Parson vistied a small number of businesses today to promote the end of his lockdown before returning to the state's Capitol for his daily COVID-10 press briefing. "We believe we are on the downside of this virus," the governor said. "This reopening is a gradual process but we are on the right track."

As of May 5, 8,887 individuals in total had tested positive for coronavirus in Missouri, with 383 deaths caused by the new disease. Nearly 400 new cases and six new deaths were reported on Monday. The number of additional COVID-19 cases is the most reported by the state in one day since the first person in Missouri was confirmed to have contracted the virus in early March.

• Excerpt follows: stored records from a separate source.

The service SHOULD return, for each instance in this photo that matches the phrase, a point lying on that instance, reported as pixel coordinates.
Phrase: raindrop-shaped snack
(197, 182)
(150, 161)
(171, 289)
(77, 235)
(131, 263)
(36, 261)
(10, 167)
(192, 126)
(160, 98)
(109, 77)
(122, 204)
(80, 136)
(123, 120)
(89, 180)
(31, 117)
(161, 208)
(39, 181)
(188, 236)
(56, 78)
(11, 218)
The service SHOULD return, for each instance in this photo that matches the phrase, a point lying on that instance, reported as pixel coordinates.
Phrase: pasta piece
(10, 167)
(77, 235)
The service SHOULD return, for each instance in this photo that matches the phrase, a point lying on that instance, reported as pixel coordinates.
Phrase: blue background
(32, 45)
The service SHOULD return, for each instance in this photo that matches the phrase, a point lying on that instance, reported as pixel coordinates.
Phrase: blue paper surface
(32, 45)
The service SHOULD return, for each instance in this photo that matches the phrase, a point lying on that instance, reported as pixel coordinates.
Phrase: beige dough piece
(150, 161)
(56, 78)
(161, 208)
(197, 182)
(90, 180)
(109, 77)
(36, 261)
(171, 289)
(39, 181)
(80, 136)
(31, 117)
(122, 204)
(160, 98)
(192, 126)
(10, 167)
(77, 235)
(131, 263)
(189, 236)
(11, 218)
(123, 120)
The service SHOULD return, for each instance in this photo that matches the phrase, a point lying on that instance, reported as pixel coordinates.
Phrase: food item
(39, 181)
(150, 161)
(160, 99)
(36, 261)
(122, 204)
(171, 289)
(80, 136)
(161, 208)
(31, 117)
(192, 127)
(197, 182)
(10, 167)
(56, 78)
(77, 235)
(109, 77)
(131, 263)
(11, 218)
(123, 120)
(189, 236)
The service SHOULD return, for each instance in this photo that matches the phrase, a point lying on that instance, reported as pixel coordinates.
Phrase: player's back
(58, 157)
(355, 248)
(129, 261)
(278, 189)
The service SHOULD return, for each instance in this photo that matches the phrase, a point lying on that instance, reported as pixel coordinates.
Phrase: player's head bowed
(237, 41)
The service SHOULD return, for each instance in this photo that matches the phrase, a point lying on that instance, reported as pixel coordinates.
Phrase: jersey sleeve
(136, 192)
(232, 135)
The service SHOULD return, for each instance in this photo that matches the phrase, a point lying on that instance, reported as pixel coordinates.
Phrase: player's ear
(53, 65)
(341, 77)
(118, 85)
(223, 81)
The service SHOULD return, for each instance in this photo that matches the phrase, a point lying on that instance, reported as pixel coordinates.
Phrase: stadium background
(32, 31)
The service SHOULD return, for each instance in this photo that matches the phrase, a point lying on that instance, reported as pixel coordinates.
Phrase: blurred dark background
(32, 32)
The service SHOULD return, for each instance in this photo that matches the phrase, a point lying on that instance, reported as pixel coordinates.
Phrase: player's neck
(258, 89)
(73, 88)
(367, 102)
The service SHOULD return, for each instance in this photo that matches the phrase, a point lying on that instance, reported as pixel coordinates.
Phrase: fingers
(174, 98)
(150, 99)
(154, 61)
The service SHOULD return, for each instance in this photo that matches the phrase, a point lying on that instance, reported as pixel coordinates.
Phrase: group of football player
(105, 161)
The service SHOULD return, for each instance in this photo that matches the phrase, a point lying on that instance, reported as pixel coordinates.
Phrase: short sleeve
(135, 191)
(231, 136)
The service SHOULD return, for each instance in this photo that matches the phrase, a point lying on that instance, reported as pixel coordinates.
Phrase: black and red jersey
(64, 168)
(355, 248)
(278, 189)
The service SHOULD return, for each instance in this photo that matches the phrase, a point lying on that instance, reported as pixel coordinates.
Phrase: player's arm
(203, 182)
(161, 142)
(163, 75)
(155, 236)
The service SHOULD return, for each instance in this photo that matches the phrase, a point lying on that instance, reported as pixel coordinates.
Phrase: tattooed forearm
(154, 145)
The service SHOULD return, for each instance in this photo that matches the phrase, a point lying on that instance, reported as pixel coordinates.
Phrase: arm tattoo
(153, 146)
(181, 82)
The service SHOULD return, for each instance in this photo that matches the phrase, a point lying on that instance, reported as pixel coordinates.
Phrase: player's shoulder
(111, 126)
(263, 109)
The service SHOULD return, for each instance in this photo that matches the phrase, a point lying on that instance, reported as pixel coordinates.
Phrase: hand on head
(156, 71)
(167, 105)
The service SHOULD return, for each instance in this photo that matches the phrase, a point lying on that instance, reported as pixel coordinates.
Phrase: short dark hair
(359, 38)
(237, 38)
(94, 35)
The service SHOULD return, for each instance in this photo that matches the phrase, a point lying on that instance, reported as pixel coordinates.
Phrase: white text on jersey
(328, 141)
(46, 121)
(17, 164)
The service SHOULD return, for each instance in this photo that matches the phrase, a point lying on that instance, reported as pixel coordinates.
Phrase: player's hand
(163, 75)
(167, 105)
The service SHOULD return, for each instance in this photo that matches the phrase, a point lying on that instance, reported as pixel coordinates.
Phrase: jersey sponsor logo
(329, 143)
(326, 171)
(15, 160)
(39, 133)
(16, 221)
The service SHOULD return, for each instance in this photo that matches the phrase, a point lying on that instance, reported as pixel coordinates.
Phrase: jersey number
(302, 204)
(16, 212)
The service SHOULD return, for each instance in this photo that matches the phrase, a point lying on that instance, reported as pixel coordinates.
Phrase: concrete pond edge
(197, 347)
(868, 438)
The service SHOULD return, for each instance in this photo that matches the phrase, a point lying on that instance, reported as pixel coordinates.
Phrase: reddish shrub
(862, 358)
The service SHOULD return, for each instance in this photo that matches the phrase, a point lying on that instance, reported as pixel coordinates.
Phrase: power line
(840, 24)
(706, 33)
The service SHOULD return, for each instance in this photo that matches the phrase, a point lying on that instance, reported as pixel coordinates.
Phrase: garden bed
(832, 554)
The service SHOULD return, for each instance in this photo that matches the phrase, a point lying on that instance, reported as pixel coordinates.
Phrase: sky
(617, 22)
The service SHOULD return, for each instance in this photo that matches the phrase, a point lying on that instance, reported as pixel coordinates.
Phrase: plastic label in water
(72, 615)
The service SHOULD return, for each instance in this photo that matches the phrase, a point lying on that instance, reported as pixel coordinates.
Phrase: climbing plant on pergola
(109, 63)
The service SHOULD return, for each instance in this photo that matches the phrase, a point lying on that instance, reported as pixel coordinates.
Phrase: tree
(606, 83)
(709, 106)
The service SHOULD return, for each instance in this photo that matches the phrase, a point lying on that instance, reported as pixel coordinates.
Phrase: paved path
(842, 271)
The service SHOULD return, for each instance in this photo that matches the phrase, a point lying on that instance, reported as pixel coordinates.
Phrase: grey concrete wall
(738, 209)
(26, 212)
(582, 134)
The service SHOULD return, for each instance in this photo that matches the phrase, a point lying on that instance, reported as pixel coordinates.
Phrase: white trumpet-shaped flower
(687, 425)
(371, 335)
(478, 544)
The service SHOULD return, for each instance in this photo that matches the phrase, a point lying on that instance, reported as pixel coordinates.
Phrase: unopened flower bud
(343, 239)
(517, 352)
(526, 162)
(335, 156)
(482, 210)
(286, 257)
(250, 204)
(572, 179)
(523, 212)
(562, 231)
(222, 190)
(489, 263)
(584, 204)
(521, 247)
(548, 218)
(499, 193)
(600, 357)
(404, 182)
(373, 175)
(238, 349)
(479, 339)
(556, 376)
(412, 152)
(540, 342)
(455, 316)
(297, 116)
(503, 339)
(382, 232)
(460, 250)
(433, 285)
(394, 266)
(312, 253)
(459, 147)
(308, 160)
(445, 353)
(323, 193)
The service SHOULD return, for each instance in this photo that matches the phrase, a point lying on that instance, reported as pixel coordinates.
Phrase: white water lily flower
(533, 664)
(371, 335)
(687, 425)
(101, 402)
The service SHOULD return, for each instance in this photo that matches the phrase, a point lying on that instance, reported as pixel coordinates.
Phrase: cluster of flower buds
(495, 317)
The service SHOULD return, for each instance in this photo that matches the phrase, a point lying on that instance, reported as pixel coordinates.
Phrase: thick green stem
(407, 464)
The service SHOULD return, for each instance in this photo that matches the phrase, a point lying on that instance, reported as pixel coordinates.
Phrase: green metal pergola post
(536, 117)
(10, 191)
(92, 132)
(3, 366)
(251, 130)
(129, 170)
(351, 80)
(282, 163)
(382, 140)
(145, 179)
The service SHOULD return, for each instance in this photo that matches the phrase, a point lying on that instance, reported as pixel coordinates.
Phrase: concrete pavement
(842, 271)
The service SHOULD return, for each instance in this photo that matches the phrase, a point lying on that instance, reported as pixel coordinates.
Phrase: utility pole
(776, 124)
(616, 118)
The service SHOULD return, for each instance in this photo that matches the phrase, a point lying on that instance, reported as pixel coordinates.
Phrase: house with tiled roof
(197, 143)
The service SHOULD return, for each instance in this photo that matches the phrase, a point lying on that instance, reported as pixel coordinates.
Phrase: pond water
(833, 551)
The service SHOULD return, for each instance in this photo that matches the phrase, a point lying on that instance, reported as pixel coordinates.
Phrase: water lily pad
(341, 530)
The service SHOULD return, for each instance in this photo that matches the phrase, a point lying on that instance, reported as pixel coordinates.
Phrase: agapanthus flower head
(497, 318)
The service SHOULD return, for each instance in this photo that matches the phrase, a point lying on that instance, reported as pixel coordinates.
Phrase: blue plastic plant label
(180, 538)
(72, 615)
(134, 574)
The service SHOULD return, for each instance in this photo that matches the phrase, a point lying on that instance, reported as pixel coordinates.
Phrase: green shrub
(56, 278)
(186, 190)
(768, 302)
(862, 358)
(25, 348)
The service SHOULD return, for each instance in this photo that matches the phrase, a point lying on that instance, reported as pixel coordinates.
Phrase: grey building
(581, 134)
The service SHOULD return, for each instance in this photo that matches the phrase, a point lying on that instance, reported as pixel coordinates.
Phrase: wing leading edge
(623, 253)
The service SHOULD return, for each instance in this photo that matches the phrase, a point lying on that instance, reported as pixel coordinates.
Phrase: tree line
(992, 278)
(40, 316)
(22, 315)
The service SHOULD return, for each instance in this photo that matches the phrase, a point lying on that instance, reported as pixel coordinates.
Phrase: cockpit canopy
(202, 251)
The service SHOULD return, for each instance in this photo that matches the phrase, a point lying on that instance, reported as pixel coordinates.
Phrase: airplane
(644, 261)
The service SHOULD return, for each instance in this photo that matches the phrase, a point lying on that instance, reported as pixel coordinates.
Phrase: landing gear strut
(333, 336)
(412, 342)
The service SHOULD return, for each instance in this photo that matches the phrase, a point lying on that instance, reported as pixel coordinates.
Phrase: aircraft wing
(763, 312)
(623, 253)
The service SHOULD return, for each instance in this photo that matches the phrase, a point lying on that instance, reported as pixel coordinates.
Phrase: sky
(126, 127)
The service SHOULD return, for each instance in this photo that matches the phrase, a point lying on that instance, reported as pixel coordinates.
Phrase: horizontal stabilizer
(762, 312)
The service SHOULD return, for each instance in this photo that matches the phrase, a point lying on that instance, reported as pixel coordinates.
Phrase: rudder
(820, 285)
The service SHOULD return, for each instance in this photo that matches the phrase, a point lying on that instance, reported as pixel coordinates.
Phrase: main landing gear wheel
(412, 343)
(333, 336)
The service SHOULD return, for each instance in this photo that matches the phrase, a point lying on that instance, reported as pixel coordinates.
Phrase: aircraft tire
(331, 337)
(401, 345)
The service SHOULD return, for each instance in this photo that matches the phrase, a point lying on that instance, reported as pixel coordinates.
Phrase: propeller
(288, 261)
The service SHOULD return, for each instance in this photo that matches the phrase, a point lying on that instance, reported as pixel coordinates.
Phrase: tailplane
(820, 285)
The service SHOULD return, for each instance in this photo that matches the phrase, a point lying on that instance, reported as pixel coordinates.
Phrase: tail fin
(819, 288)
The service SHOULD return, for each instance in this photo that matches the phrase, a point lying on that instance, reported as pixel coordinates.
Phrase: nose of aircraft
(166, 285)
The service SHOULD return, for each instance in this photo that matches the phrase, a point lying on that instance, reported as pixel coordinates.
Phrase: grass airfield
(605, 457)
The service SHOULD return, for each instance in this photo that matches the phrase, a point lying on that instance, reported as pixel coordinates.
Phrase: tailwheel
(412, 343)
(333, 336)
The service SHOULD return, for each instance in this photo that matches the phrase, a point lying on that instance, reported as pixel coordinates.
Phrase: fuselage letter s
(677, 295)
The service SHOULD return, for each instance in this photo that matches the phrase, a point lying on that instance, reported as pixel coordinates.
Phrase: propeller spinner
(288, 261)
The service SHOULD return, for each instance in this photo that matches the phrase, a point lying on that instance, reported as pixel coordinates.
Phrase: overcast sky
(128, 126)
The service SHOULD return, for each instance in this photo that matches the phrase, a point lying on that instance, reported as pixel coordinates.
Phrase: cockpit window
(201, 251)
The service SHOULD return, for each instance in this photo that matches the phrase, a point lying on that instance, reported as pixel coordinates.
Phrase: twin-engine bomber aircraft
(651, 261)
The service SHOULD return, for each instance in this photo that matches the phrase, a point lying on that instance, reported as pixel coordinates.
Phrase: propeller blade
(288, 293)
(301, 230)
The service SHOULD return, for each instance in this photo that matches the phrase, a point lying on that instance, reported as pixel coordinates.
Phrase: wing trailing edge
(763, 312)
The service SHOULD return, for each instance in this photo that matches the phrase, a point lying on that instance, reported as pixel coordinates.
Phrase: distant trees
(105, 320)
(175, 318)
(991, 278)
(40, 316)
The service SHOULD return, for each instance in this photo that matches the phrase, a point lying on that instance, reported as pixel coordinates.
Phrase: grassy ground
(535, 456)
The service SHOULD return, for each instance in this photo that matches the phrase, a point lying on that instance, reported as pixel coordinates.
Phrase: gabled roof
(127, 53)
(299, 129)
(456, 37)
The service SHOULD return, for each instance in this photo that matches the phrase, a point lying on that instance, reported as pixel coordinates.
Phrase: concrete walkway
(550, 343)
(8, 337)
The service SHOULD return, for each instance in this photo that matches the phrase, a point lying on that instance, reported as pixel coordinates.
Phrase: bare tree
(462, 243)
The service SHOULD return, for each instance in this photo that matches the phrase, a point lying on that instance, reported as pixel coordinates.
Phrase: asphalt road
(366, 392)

A recent outbreak at Triumph Foods, a meat packing facility in St. Joseph, infected roughly 300 employees, accounting for much of today's uptick in cases. Parson indicated that all staffers at the location have been quarantined.

Mike Parson
Gov. Mike Parson listens to a media question during a press conference to discuss the status of license renewal for the St. Louis Planned Parenthood facility on May 29, 2019 in Jefferson City, Missouri. Jacob Moscovitch/Getty

"We did roughly 3,000 tests over the State of Missouri randomly over the weekend and of those 3,000 tests there were 9 that came back positive," the governor said at his daily coronavirus briefing. "You have to take all the numbers as a whole to see how it affects the entire state."

Dr. Randall Williams added that increased testing among symptomatic and asymptomatic individuals was another factor that influenced the spike in positive cases.

Under the state's phased reopening plan, nonessential businesses such as retail stores and restaurants will be allowed to open but employers must maintain social distancing and impose occupancy limits. These limits are expected to be upheld for the foreseeable future despite the expiration of Parson's stay-at-home order. Social gatherings and events will also be allowed to resume as long as people in attendance are able to maintain social distancing.

St. Louis County and the City of St. Louis will not be affected by the plan as both areas are still under stay-at-home orders enforced by local officials.

Parson acknowledged last week that some citizens may not currently agree with the way he has responded to the pandemic, but said he was certain they will look back on his efforts with pride. "We are successfully flattening the curve," the governor added. "With the help of all Missourians, our plan is working. The health care system is not overwhelmed and we are winning the battle."

He also noted that the decision to reopen the economy and allow social gatherings was made with approval from state health officials and based on data over the past few months.

Newsweek reached out to Parson's office for comment. This story will be updated with any response.